Selfie of me in front of the Bob Barr Community Band
The concert that was 25 years in the making graced the Jordan Vocational High School auditorium stage Saturday afternoon. The Bob Barr Community Band never sounded better to me than when it played its Silver Anniversary Concert. The audience loved it and so did I.
The are a number of reasons for that. Top of the list has to be that its conductor, Fred Catchings, is a lot like the man for whom the band is named. Retired educator Jimmy Motos, who plays clarinet and emcees the concerts, told me that, and he should know, because he played in a Bob Barr JVHS band. “He rehearses the same way. You keep doing it until you get it right.” Catchings is a retired U.S. Army band director. His last assignment was as commander of the Fort Benning band. How fitting. Bob Barr was stationed at Fort Benning when, in 1946, he took the job at Jordan. He wasn’t an army band director, though. He was an Officer’s Candidate School instructor during World War II.

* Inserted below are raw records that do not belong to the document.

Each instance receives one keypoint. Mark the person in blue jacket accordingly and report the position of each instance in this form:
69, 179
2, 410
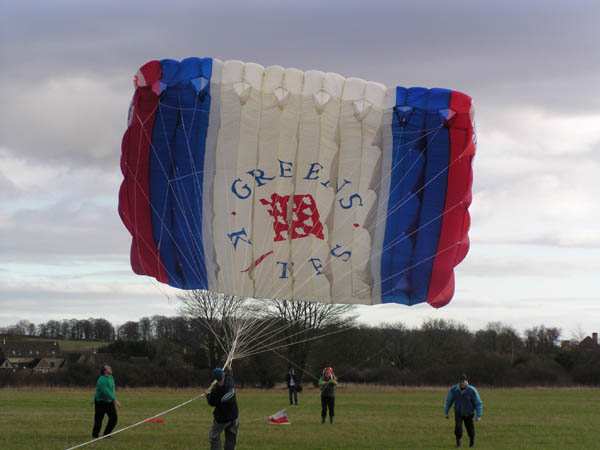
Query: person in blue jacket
466, 404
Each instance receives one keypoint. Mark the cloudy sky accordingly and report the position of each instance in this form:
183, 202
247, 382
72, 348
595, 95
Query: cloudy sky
532, 68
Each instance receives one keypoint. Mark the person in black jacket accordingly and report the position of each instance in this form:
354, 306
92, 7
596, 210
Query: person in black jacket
292, 383
222, 397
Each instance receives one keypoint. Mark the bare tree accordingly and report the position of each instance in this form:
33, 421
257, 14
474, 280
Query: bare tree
211, 315
302, 322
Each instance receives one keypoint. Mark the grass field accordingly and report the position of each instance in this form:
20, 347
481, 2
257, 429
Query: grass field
64, 345
366, 418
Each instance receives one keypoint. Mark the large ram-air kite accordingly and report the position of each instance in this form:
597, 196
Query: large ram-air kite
277, 183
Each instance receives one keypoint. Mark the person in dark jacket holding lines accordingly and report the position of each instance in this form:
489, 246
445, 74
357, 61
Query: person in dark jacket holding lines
222, 397
327, 384
466, 403
292, 383
104, 402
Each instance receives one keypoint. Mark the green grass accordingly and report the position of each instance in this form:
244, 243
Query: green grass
64, 345
366, 418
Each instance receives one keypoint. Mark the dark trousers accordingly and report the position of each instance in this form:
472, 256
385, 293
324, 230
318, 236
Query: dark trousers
327, 402
102, 408
294, 393
230, 429
468, 420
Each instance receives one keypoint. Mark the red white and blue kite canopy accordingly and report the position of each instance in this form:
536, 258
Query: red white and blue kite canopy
276, 183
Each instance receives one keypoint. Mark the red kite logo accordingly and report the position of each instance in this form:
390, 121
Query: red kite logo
305, 217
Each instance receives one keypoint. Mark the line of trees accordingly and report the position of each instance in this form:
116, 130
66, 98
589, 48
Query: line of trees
182, 350
98, 329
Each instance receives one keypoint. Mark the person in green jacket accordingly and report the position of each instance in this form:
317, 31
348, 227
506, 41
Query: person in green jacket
104, 402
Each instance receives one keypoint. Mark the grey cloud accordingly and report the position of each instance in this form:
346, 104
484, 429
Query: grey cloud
60, 231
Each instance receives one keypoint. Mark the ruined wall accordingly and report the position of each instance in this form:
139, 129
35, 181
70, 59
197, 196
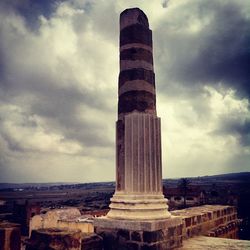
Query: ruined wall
70, 218
210, 220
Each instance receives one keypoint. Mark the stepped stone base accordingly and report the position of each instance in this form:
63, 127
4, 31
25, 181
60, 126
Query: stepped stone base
129, 234
138, 207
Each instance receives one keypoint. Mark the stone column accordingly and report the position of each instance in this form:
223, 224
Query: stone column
138, 194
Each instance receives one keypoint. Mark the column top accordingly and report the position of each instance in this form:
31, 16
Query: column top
133, 16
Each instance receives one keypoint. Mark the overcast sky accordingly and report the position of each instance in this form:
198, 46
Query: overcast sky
58, 87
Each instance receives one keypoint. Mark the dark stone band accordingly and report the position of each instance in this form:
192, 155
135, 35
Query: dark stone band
136, 34
136, 54
136, 74
136, 100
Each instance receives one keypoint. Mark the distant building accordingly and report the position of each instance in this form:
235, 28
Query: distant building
195, 196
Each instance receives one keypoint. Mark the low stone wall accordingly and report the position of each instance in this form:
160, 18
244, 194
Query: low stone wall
70, 218
111, 234
10, 236
210, 220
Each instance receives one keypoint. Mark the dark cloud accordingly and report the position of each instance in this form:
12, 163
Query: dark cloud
31, 9
218, 53
240, 128
58, 84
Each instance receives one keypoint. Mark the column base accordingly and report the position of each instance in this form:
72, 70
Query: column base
128, 234
138, 207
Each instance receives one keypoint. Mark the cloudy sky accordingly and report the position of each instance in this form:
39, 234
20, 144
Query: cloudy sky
58, 87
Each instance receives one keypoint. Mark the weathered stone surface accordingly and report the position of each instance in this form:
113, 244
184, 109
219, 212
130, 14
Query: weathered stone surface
10, 236
91, 242
136, 236
136, 33
137, 54
141, 101
54, 239
136, 74
208, 243
133, 16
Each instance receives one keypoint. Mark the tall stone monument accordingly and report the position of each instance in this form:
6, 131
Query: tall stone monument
138, 192
138, 206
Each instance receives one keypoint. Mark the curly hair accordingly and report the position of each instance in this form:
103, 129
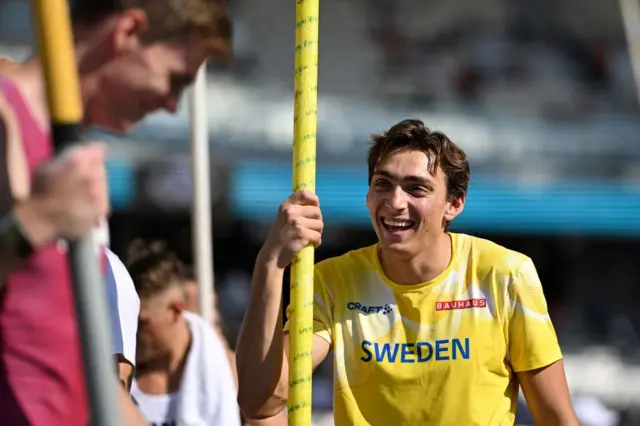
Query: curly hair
409, 135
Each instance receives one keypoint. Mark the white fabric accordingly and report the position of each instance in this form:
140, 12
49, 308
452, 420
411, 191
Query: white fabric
207, 395
124, 307
158, 410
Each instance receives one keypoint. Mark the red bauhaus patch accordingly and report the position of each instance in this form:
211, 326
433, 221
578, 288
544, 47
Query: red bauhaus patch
461, 304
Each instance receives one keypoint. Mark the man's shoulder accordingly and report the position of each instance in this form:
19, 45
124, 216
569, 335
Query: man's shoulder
352, 261
489, 257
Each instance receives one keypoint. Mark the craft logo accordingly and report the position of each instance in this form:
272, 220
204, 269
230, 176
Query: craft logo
384, 309
461, 304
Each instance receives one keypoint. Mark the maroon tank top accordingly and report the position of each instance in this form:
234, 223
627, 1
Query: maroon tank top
41, 373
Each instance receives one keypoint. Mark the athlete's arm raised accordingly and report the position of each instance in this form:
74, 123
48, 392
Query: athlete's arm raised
547, 395
262, 350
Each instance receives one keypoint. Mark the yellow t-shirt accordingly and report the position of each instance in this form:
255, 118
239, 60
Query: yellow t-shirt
444, 352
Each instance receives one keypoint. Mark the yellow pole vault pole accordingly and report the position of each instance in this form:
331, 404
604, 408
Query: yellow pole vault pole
304, 177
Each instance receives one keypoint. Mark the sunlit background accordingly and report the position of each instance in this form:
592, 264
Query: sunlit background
539, 93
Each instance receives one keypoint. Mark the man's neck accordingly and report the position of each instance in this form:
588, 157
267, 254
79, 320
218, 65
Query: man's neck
434, 257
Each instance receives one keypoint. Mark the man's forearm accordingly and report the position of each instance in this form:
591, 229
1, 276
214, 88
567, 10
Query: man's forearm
35, 230
260, 353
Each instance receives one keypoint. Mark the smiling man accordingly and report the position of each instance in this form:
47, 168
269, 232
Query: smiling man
427, 327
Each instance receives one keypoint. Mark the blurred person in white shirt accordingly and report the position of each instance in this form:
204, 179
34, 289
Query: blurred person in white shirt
183, 375
192, 293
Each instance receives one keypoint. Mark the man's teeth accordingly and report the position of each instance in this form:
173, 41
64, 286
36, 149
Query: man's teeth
398, 223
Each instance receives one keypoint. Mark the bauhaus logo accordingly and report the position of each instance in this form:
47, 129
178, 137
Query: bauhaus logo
461, 304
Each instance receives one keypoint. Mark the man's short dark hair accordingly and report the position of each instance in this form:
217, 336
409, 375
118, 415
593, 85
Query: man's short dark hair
410, 135
167, 19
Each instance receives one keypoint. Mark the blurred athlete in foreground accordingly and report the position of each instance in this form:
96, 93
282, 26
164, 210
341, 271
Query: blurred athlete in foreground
192, 297
134, 57
427, 327
183, 375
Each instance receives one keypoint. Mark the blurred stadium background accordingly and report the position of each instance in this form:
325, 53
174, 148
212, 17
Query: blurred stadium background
539, 93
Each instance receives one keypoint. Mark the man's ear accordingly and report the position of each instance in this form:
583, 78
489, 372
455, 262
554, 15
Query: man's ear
128, 29
454, 208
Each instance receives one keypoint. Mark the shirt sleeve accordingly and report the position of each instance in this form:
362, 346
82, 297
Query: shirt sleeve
322, 308
532, 339
124, 308
226, 410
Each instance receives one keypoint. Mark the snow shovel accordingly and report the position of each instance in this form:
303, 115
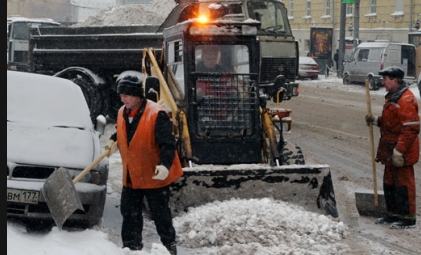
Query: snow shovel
60, 193
369, 204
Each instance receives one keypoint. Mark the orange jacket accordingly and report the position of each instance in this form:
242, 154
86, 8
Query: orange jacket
141, 156
399, 127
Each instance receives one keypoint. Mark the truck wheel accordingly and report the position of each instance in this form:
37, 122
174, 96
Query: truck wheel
292, 154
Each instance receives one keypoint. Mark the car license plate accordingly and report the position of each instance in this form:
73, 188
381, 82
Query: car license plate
22, 196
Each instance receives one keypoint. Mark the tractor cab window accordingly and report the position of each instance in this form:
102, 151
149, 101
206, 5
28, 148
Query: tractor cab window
222, 59
175, 67
225, 93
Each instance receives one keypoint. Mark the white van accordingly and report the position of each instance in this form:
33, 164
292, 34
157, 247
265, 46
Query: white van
371, 57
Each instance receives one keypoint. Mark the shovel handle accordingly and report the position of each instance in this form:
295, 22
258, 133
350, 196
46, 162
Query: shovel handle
89, 168
373, 161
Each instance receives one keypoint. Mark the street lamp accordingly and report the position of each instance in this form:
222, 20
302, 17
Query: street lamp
417, 24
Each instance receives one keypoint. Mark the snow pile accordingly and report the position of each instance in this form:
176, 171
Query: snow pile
277, 226
153, 13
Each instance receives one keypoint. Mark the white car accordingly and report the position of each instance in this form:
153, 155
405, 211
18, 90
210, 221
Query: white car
308, 68
49, 126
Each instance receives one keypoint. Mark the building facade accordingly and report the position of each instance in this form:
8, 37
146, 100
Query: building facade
377, 19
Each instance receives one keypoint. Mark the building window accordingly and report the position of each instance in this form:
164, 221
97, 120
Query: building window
327, 7
398, 9
349, 9
373, 5
291, 9
308, 8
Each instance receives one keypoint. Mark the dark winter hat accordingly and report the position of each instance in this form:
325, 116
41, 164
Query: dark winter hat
130, 84
393, 72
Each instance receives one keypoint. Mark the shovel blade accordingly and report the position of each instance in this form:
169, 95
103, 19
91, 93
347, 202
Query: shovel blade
366, 206
61, 196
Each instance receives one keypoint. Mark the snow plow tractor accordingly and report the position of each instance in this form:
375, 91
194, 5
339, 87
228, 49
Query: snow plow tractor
231, 144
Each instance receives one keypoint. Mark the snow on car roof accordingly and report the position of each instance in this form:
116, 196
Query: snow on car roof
37, 98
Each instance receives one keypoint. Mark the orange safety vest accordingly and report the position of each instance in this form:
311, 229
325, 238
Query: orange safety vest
141, 157
400, 127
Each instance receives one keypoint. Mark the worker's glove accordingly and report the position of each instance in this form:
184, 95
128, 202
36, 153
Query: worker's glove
111, 147
397, 158
161, 173
371, 120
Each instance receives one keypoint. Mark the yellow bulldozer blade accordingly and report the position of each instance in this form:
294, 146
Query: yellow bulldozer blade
307, 185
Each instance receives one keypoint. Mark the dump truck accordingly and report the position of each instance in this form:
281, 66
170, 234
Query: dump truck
231, 141
95, 55
18, 40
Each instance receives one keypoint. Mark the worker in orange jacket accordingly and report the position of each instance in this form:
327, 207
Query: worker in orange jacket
150, 163
398, 148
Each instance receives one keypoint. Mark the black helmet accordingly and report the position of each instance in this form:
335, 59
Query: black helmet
393, 72
130, 83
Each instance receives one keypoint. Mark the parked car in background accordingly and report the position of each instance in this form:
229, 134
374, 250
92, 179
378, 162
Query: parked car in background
308, 68
371, 57
49, 126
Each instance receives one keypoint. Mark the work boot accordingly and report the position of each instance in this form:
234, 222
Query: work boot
133, 246
403, 224
172, 248
386, 220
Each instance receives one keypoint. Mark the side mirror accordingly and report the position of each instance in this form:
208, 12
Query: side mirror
278, 89
152, 89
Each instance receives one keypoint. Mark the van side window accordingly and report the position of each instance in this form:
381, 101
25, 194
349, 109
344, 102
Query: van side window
363, 55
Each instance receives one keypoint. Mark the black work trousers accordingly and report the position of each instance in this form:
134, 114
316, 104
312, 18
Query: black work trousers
131, 210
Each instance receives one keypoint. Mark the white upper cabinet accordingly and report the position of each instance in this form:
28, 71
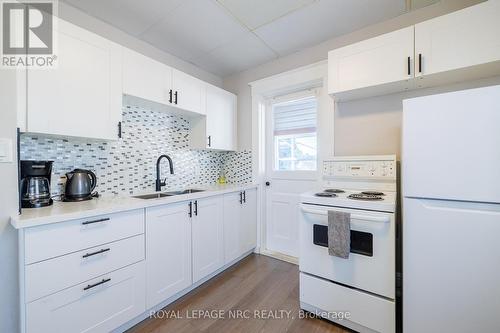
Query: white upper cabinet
463, 45
383, 60
82, 96
464, 38
221, 119
146, 78
188, 92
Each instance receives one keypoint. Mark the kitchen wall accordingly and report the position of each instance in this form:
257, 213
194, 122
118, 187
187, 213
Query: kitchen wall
129, 165
371, 126
82, 19
9, 303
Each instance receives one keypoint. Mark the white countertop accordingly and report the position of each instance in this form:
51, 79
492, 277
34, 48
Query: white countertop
64, 211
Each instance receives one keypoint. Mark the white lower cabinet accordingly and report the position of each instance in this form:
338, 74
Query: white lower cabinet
168, 251
102, 272
98, 305
207, 236
232, 215
248, 231
240, 223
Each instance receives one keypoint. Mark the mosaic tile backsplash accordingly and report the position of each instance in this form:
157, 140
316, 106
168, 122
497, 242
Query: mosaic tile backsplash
128, 166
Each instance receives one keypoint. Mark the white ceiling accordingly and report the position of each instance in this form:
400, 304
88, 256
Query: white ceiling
229, 36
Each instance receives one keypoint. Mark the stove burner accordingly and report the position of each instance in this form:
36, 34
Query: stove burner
366, 197
376, 193
334, 190
325, 194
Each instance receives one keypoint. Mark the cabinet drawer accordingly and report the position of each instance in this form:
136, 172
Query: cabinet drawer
377, 313
89, 308
54, 240
49, 276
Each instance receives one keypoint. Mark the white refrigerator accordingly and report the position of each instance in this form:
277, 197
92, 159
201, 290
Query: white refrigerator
451, 212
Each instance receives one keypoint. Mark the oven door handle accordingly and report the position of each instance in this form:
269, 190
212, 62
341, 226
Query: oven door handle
383, 219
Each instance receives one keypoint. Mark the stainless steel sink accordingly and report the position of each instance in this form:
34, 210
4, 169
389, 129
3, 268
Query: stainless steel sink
187, 191
153, 196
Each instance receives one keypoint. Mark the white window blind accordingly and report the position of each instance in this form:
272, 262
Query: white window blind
295, 117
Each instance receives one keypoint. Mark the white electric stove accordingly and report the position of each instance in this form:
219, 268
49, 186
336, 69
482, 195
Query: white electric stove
358, 292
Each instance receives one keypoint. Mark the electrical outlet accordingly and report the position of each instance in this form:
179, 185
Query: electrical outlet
5, 151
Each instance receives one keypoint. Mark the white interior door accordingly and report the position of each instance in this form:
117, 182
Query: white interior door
291, 167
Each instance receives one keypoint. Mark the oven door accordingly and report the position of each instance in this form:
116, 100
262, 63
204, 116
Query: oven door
371, 263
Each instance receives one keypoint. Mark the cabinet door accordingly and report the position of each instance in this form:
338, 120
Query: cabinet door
248, 231
208, 242
232, 226
168, 251
82, 96
98, 305
190, 92
146, 78
382, 60
221, 119
464, 38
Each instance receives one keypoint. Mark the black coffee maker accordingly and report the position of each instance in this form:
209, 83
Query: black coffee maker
35, 184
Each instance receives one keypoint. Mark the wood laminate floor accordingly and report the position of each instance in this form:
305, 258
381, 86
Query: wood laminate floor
263, 289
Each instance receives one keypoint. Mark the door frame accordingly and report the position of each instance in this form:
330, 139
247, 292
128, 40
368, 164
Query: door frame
299, 79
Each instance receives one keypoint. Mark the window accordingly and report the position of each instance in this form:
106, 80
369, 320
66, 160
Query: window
295, 139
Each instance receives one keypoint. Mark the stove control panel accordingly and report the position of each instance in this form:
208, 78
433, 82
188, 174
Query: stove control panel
363, 169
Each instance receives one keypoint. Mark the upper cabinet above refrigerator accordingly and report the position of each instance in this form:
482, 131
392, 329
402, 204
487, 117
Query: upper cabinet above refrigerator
385, 61
460, 40
456, 47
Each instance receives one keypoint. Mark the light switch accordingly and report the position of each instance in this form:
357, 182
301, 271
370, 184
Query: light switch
5, 151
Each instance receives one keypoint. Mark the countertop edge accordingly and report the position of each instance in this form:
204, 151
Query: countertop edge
127, 204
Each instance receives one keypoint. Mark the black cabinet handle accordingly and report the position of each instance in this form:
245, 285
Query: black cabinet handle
96, 221
95, 253
90, 286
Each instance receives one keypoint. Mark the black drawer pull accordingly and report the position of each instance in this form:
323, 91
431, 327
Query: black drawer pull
90, 286
96, 221
95, 253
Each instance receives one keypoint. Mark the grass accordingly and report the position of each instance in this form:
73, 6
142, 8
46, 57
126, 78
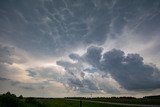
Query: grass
70, 103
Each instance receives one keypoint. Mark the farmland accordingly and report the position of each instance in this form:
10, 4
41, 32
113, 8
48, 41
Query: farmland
10, 100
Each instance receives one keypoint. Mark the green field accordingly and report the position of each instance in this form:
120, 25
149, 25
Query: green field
10, 100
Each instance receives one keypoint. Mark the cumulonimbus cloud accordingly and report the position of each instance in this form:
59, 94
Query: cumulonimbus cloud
129, 70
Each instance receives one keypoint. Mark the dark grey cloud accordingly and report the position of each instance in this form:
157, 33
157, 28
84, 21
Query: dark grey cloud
47, 73
6, 54
93, 55
46, 27
128, 70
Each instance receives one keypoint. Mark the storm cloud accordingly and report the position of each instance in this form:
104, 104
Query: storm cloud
128, 70
86, 46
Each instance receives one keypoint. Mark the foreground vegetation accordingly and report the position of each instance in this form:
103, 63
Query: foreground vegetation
11, 100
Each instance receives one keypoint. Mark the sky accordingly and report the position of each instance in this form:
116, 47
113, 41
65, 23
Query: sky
66, 48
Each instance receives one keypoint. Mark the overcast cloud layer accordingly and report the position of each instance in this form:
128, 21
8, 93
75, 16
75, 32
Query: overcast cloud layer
57, 48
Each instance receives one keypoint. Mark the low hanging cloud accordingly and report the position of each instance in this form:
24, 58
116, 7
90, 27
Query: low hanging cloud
129, 71
6, 54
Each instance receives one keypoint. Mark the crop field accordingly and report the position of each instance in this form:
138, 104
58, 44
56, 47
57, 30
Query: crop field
11, 100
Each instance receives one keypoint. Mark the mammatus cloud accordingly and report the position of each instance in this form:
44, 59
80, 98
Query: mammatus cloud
129, 70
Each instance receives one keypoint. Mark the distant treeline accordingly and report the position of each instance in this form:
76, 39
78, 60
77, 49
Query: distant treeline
124, 97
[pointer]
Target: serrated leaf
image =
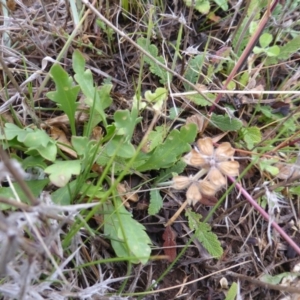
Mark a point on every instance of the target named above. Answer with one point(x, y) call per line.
point(63, 195)
point(154, 68)
point(62, 171)
point(128, 237)
point(266, 165)
point(203, 6)
point(289, 48)
point(80, 144)
point(273, 51)
point(66, 93)
point(222, 3)
point(226, 123)
point(156, 202)
point(155, 138)
point(258, 50)
point(34, 161)
point(158, 97)
point(193, 70)
point(251, 136)
point(175, 145)
point(276, 279)
point(265, 40)
point(203, 233)
point(231, 294)
point(99, 98)
point(200, 100)
point(174, 112)
point(36, 139)
point(49, 152)
point(125, 122)
point(118, 146)
point(35, 186)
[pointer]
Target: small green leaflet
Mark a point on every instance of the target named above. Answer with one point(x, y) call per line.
point(154, 68)
point(61, 171)
point(231, 294)
point(156, 137)
point(226, 123)
point(174, 146)
point(204, 235)
point(99, 98)
point(128, 237)
point(37, 141)
point(193, 71)
point(275, 280)
point(66, 93)
point(157, 98)
point(125, 122)
point(156, 202)
point(251, 136)
point(203, 6)
point(166, 174)
point(289, 48)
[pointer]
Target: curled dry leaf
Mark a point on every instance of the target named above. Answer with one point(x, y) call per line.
point(169, 237)
point(199, 120)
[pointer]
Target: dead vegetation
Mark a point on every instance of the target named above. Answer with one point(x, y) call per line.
point(54, 251)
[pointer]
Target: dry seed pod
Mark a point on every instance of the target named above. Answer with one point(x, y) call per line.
point(230, 168)
point(180, 182)
point(224, 152)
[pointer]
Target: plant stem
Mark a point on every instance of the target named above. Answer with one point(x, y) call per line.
point(265, 215)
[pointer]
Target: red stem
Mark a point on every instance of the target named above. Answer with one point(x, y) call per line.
point(265, 215)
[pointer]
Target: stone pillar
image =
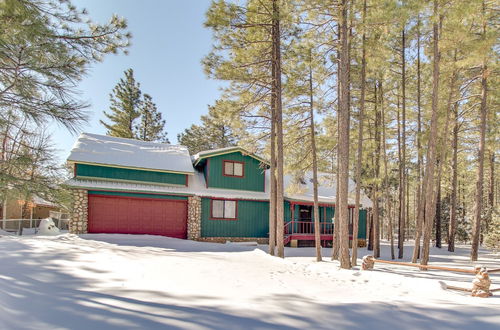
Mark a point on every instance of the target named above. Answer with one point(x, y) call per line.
point(194, 217)
point(79, 214)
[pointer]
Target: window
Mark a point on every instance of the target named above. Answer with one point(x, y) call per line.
point(224, 209)
point(232, 168)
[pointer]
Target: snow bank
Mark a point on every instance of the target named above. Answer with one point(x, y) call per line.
point(5, 233)
point(47, 227)
point(153, 282)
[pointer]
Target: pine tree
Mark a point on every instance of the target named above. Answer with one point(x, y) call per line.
point(151, 126)
point(126, 103)
point(46, 47)
point(214, 132)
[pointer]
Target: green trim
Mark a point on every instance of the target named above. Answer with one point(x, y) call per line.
point(129, 181)
point(230, 151)
point(129, 167)
point(130, 194)
point(89, 188)
point(129, 175)
point(307, 201)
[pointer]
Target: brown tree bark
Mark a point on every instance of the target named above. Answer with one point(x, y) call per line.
point(402, 161)
point(478, 200)
point(317, 228)
point(276, 62)
point(355, 225)
point(429, 176)
point(272, 201)
point(343, 143)
point(418, 218)
point(438, 215)
point(386, 177)
point(452, 229)
point(375, 191)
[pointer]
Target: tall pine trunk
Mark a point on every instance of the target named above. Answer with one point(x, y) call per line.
point(386, 178)
point(355, 224)
point(343, 143)
point(452, 229)
point(418, 220)
point(402, 163)
point(478, 200)
point(272, 201)
point(429, 177)
point(317, 227)
point(276, 62)
point(376, 208)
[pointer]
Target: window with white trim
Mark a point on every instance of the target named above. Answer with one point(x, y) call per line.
point(232, 168)
point(224, 209)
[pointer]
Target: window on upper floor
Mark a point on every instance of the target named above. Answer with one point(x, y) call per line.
point(233, 168)
point(224, 209)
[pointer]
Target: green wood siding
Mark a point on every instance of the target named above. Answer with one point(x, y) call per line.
point(114, 173)
point(253, 178)
point(362, 224)
point(252, 221)
point(128, 194)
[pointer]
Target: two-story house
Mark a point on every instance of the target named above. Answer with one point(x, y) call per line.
point(136, 187)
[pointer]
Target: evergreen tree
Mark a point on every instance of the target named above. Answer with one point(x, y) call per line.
point(151, 126)
point(213, 133)
point(46, 47)
point(126, 103)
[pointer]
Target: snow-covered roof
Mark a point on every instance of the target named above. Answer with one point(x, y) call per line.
point(108, 150)
point(42, 202)
point(197, 186)
point(222, 151)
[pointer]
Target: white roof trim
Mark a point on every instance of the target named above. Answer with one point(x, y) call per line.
point(131, 153)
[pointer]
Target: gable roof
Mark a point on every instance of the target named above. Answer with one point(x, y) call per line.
point(222, 151)
point(327, 189)
point(129, 153)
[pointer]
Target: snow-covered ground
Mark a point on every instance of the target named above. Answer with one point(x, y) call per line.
point(147, 282)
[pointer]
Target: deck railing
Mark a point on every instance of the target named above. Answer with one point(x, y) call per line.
point(307, 227)
point(17, 225)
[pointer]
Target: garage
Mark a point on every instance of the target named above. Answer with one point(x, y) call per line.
point(133, 215)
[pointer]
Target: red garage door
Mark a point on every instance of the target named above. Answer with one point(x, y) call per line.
point(130, 215)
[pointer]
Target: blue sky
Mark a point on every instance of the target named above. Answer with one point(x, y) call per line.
point(168, 43)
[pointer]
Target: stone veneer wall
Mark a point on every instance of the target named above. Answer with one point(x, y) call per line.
point(194, 218)
point(79, 214)
point(260, 240)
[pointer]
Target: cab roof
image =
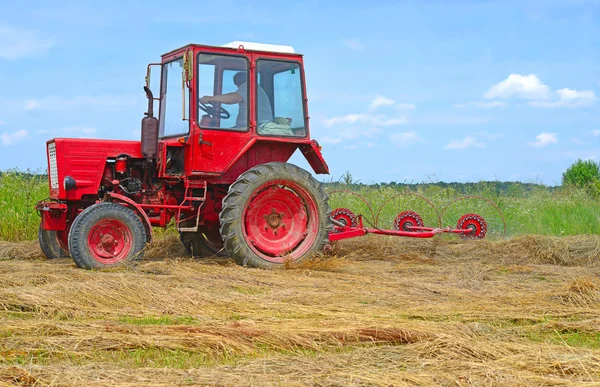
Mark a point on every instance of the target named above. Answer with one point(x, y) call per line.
point(246, 46)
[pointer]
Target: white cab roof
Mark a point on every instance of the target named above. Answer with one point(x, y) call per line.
point(261, 47)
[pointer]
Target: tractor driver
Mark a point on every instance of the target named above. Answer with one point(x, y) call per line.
point(265, 113)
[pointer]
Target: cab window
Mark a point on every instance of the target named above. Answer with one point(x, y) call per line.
point(280, 109)
point(171, 123)
point(222, 75)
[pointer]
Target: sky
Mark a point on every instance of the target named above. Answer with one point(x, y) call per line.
point(404, 91)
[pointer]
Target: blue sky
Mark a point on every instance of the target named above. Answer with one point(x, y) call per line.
point(398, 90)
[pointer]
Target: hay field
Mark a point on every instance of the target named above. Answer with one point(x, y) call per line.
point(377, 311)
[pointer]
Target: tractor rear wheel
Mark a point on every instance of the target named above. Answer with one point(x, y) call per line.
point(203, 243)
point(274, 213)
point(53, 243)
point(106, 235)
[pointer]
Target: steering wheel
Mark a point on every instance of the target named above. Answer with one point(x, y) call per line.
point(213, 111)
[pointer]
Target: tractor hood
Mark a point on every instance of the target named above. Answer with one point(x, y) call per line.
point(83, 160)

Another reason the Bob Barr Community Band plays so well is that it has talented musicians from all walks of life. Most live in the Columbus area, but some will travel a hundred miles or more to play in the band. One of the talented musicans is Adam Mitchell, who is now director of the Jordan Band. His band recently was awarded superior ratings.
Since I was a member of the first Bob Barr band at Jordan, I was called on to make a few remarks. I told the audience about how I joined the Jordan band in 1945, which was a year before Robert M. Barr took over. The director of that quite small band was a student. Not only did he direct the band, but he played first clarinet and football. “You can play drums, right.” Fellow classmate Wallace Helton, who convinced me to join, had told him that.
“Well, yes, but I can’t read music.”
“You’ll fit right in. None of our drummers can read music.”
After Bob Barr, the band’s first paid full-time director, took over in 1946, he let me know that drummers would have to be able to read music. He also told me that I was going to teach them. I couldn’t read music, and I had to teach them. Well, you didn’t tell Mr. Barr “no.” I would learn a lesson from a percussion textbook one day and teach it to the other drummers the next day. It worked. We learned to read drum music. In no time at all some of them could read it better than I could. Oh, well.
Mr. Barr – all his former students still call him Mr. Barr – took that 17-piece band and in six months time had it up to about 60 members and, it went from playing the really simple “Military Escort” march to Beethoven’s “Eroica.” Over the years it got so good it won contests and played concerts all over the country.
He didn’t just teach music, he also took a personal interest in his band kids. He connected me with WDAK radio announcer Ed Snyder who became my mentor and helped me get my first job in broadcasting.
I can’t think of a better tribute to him than for our community band to proudly wear his name, especially since that band plays so well. It’s next concert is for Arts in the Park on May 18th at 4 p.m. in the Werecoba Park band shell. Be advised that the band shell does not provide the excellent acoustics that you get in the Jordan High auditorium.